Sometimes we become so engrossed in our pursuit of personal endeavours that we lose sight of where we actually are in relation to the rest of the world.
Or the rest of the galaxy.
Or other galaxies.
Or other [names of other distant cosmic entities]
On a particularly starry night, my friend’s father (who is an avid astronomy enthusiast) gave us a view of Jupiter and its four moons, Saturn, and a distant galaxy called Sombrero. The views were nothing short of spectacular, with Jupiter’s moons all perfectly lined up horizontally, the rings on Saturn becoming a bit more believable than just photos on a primary school classroom wall, and a distant galaxy oriented somewhat vertical compared to our position.
I mean seriously, how often do we stop to even ponder upon the very existence of these celestial bodies, much less the views of them from Earth?
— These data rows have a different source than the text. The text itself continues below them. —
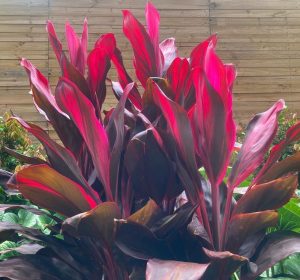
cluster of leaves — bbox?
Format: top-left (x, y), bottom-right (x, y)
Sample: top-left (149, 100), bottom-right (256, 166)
top-left (0, 113), bottom-right (42, 171)
top-left (0, 3), bottom-right (300, 280)
top-left (273, 109), bottom-right (300, 160)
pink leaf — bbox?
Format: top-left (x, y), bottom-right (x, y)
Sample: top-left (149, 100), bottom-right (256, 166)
top-left (159, 38), bottom-right (178, 74)
top-left (228, 100), bottom-right (285, 188)
top-left (145, 2), bottom-right (164, 77)
top-left (66, 19), bottom-right (88, 75)
top-left (166, 57), bottom-right (192, 105)
top-left (123, 10), bottom-right (160, 87)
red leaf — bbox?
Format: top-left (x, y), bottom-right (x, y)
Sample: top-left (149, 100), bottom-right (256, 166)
top-left (191, 65), bottom-right (236, 186)
top-left (55, 78), bottom-right (113, 201)
top-left (20, 58), bottom-right (66, 119)
top-left (228, 100), bottom-right (284, 188)
top-left (95, 33), bottom-right (142, 110)
top-left (159, 38), bottom-right (178, 75)
top-left (13, 116), bottom-right (100, 202)
top-left (88, 48), bottom-right (110, 112)
top-left (166, 57), bottom-right (192, 105)
top-left (16, 164), bottom-right (97, 215)
top-left (21, 59), bottom-right (82, 155)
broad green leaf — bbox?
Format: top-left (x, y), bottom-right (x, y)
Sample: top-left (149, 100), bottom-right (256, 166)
top-left (278, 198), bottom-right (300, 232)
top-left (18, 209), bottom-right (37, 227)
top-left (2, 213), bottom-right (19, 223)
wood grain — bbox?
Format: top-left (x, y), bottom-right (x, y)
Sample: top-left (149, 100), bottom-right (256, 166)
top-left (0, 0), bottom-right (300, 142)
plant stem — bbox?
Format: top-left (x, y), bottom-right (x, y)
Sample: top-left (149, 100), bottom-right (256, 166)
top-left (221, 188), bottom-right (233, 250)
top-left (211, 184), bottom-right (221, 250)
top-left (233, 272), bottom-right (240, 280)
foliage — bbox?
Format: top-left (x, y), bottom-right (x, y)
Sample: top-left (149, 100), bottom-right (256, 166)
top-left (0, 3), bottom-right (300, 280)
top-left (0, 113), bottom-right (42, 171)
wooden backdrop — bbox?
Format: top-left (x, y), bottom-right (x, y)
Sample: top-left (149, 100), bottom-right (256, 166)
top-left (0, 0), bottom-right (300, 138)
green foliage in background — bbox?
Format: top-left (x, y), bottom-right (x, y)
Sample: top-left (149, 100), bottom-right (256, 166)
top-left (0, 113), bottom-right (43, 172)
I take out my Saxon telescope once every couple of months and spend a bit of time tinkering with various lenses, and my best experiences have been the crystal clear view of the moon’s surface, and what appears to be the glowing red hue of Mars. It’s truly a phenomenal experience, something quite literally out of this world. Surely there’s some renewed perspective in that? Perhaps a realignment of life’s purpose, priorities, behaviours?
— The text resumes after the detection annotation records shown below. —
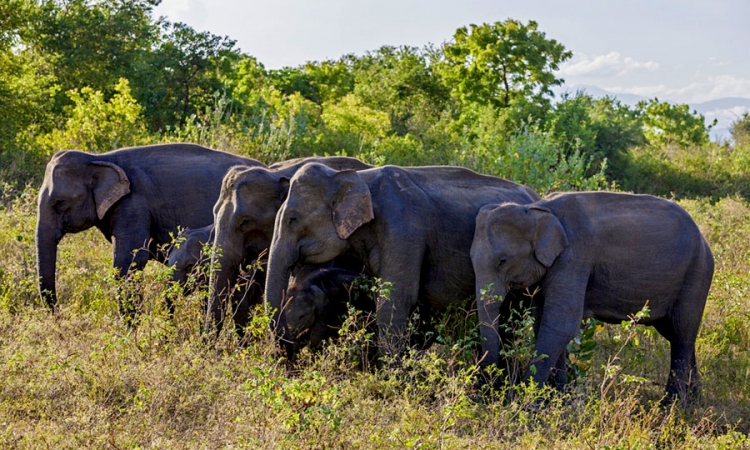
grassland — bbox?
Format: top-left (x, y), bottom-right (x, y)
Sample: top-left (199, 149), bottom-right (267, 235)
top-left (0, 147), bottom-right (750, 449)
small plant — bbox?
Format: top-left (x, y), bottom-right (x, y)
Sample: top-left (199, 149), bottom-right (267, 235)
top-left (599, 302), bottom-right (650, 398)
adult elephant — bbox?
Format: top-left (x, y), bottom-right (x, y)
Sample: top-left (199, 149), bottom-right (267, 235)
top-left (206, 156), bottom-right (372, 329)
top-left (266, 164), bottom-right (539, 352)
top-left (471, 192), bottom-right (714, 400)
top-left (36, 143), bottom-right (264, 307)
top-left (167, 223), bottom-right (214, 286)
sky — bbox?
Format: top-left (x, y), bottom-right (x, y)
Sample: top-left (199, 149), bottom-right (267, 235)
top-left (154, 0), bottom-right (750, 135)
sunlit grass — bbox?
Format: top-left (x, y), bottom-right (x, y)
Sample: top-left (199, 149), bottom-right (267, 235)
top-left (0, 182), bottom-right (750, 448)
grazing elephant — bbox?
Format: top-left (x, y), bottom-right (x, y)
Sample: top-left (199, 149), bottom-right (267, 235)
top-left (206, 156), bottom-right (372, 329)
top-left (266, 164), bottom-right (539, 353)
top-left (167, 224), bottom-right (214, 286)
top-left (285, 266), bottom-right (375, 347)
top-left (471, 192), bottom-right (714, 399)
top-left (36, 144), bottom-right (264, 307)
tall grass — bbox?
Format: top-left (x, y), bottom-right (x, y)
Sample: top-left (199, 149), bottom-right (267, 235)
top-left (0, 161), bottom-right (750, 442)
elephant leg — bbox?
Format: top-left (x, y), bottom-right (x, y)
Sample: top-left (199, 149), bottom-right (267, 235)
top-left (375, 264), bottom-right (419, 356)
top-left (653, 317), bottom-right (700, 404)
top-left (528, 286), bottom-right (568, 389)
top-left (524, 282), bottom-right (586, 385)
top-left (232, 280), bottom-right (263, 339)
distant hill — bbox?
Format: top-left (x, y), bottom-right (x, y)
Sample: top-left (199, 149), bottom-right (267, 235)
top-left (555, 85), bottom-right (750, 141)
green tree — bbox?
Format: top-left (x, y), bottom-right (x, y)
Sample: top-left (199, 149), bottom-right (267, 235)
top-left (30, 0), bottom-right (159, 112)
top-left (443, 19), bottom-right (572, 112)
top-left (40, 78), bottom-right (151, 153)
top-left (638, 98), bottom-right (716, 147)
top-left (730, 112), bottom-right (750, 146)
top-left (354, 46), bottom-right (450, 136)
top-left (546, 92), bottom-right (646, 179)
top-left (144, 23), bottom-right (240, 129)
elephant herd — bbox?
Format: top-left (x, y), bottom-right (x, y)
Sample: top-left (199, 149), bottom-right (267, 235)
top-left (36, 143), bottom-right (713, 398)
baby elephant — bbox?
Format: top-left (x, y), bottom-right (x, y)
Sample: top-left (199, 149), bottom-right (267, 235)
top-left (471, 192), bottom-right (714, 401)
top-left (167, 224), bottom-right (214, 286)
top-left (285, 266), bottom-right (375, 354)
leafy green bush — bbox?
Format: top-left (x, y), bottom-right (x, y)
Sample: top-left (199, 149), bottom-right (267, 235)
top-left (39, 78), bottom-right (154, 153)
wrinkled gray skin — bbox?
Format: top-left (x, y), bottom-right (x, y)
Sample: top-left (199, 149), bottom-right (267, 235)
top-left (167, 224), bottom-right (214, 286)
top-left (266, 164), bottom-right (539, 353)
top-left (36, 144), bottom-right (264, 306)
top-left (206, 156), bottom-right (372, 329)
top-left (471, 192), bottom-right (714, 399)
top-left (285, 266), bottom-right (375, 347)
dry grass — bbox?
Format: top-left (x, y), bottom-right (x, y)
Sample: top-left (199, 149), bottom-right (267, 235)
top-left (0, 185), bottom-right (750, 449)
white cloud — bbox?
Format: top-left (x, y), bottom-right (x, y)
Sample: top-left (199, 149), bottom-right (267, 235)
top-left (605, 75), bottom-right (750, 103)
top-left (154, 0), bottom-right (208, 27)
top-left (560, 52), bottom-right (659, 77)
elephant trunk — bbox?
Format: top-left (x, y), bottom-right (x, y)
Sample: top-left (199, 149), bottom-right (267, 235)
top-left (36, 214), bottom-right (63, 309)
top-left (476, 277), bottom-right (507, 367)
top-left (265, 239), bottom-right (299, 359)
top-left (205, 241), bottom-right (243, 333)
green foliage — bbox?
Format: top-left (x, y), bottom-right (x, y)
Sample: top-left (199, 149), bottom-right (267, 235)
top-left (30, 0), bottom-right (158, 113)
top-left (0, 188), bottom-right (750, 448)
top-left (459, 118), bottom-right (606, 194)
top-left (353, 46), bottom-right (448, 136)
top-left (545, 92), bottom-right (646, 179)
top-left (144, 23), bottom-right (239, 130)
top-left (40, 78), bottom-right (152, 153)
top-left (731, 112), bottom-right (750, 147)
top-left (638, 98), bottom-right (716, 147)
top-left (443, 19), bottom-right (572, 108)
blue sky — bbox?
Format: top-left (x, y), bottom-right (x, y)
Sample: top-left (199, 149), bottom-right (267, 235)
top-left (154, 0), bottom-right (750, 108)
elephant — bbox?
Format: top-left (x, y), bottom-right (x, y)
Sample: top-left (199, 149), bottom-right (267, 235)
top-left (167, 223), bottom-right (214, 286)
top-left (265, 164), bottom-right (540, 354)
top-left (471, 192), bottom-right (714, 399)
top-left (205, 156), bottom-right (372, 330)
top-left (36, 143), bottom-right (265, 308)
top-left (285, 265), bottom-right (375, 348)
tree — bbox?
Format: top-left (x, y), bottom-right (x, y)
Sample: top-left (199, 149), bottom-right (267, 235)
top-left (638, 98), bottom-right (716, 147)
top-left (730, 112), bottom-right (750, 146)
top-left (353, 46), bottom-right (450, 135)
top-left (546, 92), bottom-right (645, 177)
top-left (443, 19), bottom-right (572, 108)
top-left (144, 23), bottom-right (240, 129)
top-left (29, 0), bottom-right (159, 112)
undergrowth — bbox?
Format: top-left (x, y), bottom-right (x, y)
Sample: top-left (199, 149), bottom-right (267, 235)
top-left (0, 183), bottom-right (750, 448)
I feel we often limit the scope of our activities and concerns to little more than the tip of our nose, which puts us at a higher risk of becoming self-centred, egotistical and narrow-minded. There is a much wider world out there (“world” being used in the broadest sense of the term), and the relatively few issues we grapple with should not prevent us from appreciating the wonder and discovery of the often ambiguous reality of the rest of the world (people, nature, politics, world history, technological advancements, morals and ethics, etc.). And I realised this from a simple view of Space.
As a lesson for myself before others, let us aim to understand things are they are, more than the way our minds tell us they should be. Find contentment in the things we can understand and control, and don’t lose sleep over things we can’t, while still appreciating their ability to impact us.